简体   繁体   English

将.txt文件分为Python的多个部分

[英]Dividing a .txt file in multiple parts in Python

I'm a begginer in Python, and I have a question about file reading : I need to process info in a file to write it in another one. 我是Python的入门者,我对文件读取有疑问:我需要处理文件中的信息,然后再将其写入另一个文件中。 I know how to do that, but it's reaaally ressource-consuming for my computer, as the file is really big, but I know how it's formatted ! 我知道该怎么做,但是对于我的计算机来说,它确实很耗资源,因为文件很大,但是我知道它的格式! The file follows that format : 该文件采用以下格式:

4 13
9 3 4 7
3 3 3 3
3 5 2 1

I won't explain what it is for, as it would take ages and would not be very useful, but the file is essentialy made of four lines like these, again and again. 我将不解释它的用途,因为它会花费很多时间并且不会很有用,但是文件必不可少地由这样的四行组成。 For now, I use this to read the file and convert it in a very long chain : 现在,我用它来读取文件并将其转换成一个很长的链:

inputfile = open("input.txt", "r")
output = open("output.txt", "w")
Chain = inputfile.read()
Chain = Chain.split("\n")
Chained = ' '.join(Chain)
Chain = Chained.split(" ")
Chain = list(map(int, Chain))

Afterwards, I just treat it with "task IDs", but I feel like it's really not efficient. 之后,我只是用“任务ID”来对待它,但是我觉得它确实没有效率。 So do you know how I could divide the chain into multiple ones knowing how they are formatted? 那么,您知道我如何将链分成多个链,知道它们的格式吗? Thanks for reading ! 谢谢阅读 !

How about: 怎么样:

res = []
with open('file', 'r') as f:
  for line in f:
    for num in line.split(' '):
      res.append(int(num))

Instead of reading the whole file into memory, you go line by line. 您无需逐行将整个文件读入内存中。 Does this help? 这有帮助吗?

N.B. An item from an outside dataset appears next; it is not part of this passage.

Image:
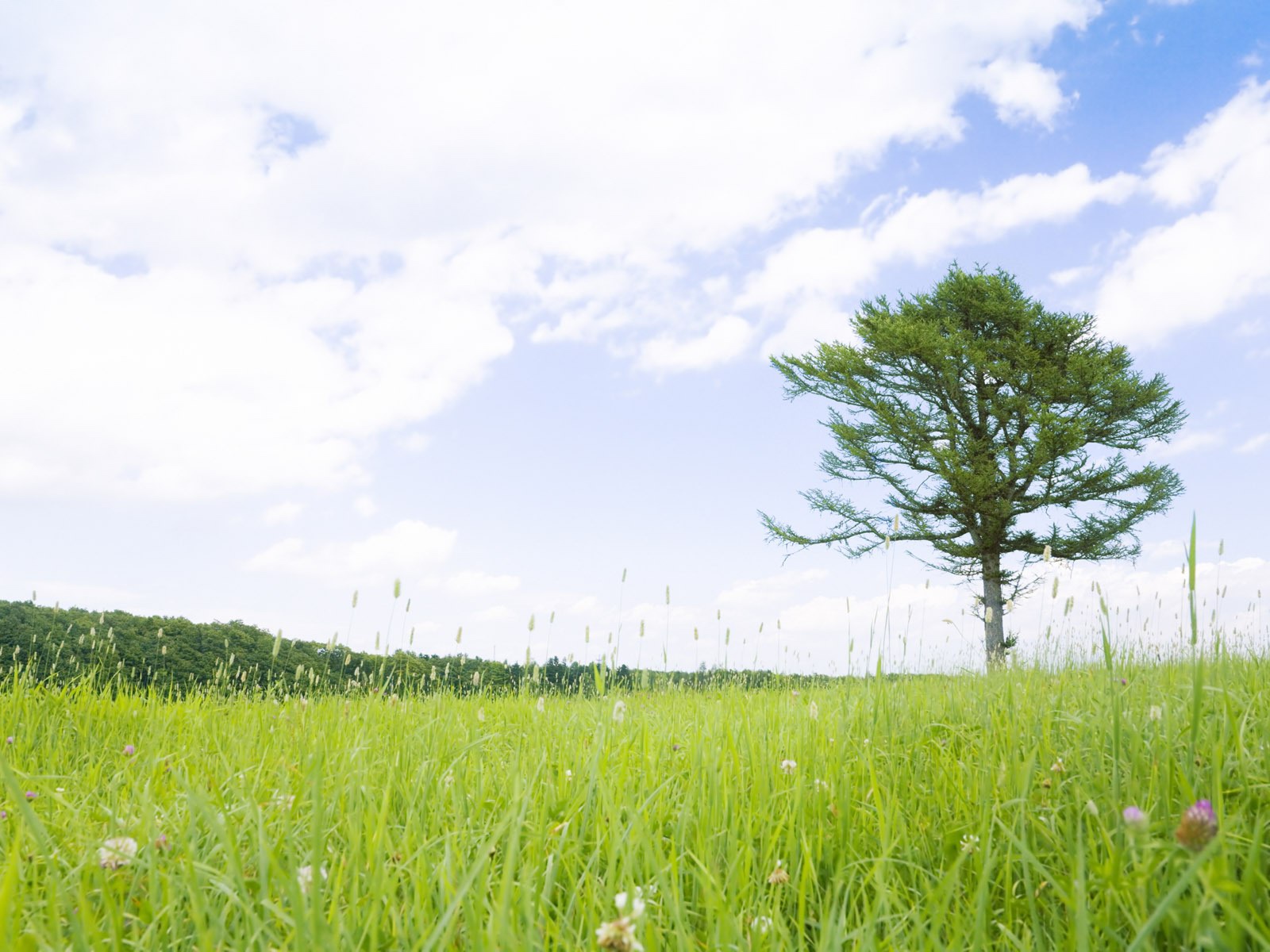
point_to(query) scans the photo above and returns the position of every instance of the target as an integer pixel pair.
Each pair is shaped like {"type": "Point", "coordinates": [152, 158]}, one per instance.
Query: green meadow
{"type": "Point", "coordinates": [971, 812]}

If you need to go 4 lines at a time, just add an internal loop. 如果您需要一次走4行,只需添加一个内部循环。

Regarding output, I'm assuming you want to do some computation on the input, so I wouldn't necessarily do this in the same loop. 关于输出,我假设您想对输入进行一些计算,因此不必在同一循环中执行此操作。 Either process the input once reading is done, or instead of using a list, use a queue and have another thread read from the queue while this thread is writing to it. 读取完成后,要么处理输入,要么不使用列表,而使用队列,并在该线程写入队列时从队列中读取另一个线程。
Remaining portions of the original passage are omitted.